Entre l'encre de la diplomatie et le fracas des bombes
Par Anthony R. Najm
Le Liban vit un paradoxe tragique, suspendu entre la promesse fragile de la diplomatie et le fracas persistant des armes. Au cœur de ces journées, le pays du Cèdre incarne l'image d'un corps meurtri à qui l'on offre un sursis sur le papier, mais dont la terre continue de saigner sous les bombes. Voici le récit littéraire et factuel de ce qui se joue en ce moment même.
L'illusion de la paix en encre blanche
À des milliers de kilomètres de Beyrouth, sous les plafonds feutrés du Département d'État américain à Washington, des émissaires ont signé un répit. Le vendredi 15 mai 2026, l'accord de cessez-le-feu entamé en avril a été officiellement prolongé de 45 jours.

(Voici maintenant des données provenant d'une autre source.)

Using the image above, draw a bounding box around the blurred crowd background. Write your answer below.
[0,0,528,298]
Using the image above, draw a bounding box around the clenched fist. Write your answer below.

Sur les parchemins de la diplomatie internationale, on parle de « progrès tangibles » et d'un espoir de « stabilité durable ». Le Premier ministre libanais, Nawaf Salam, a clamé haut et fort le désespoir de son peuple, fatigué de servir de théâtre aux « guerres téméraires » menées pour des intérêts étrangers. Mais cette encre diplomatique peine à sécher avant que la réalité du terrain ne vienne la raturer.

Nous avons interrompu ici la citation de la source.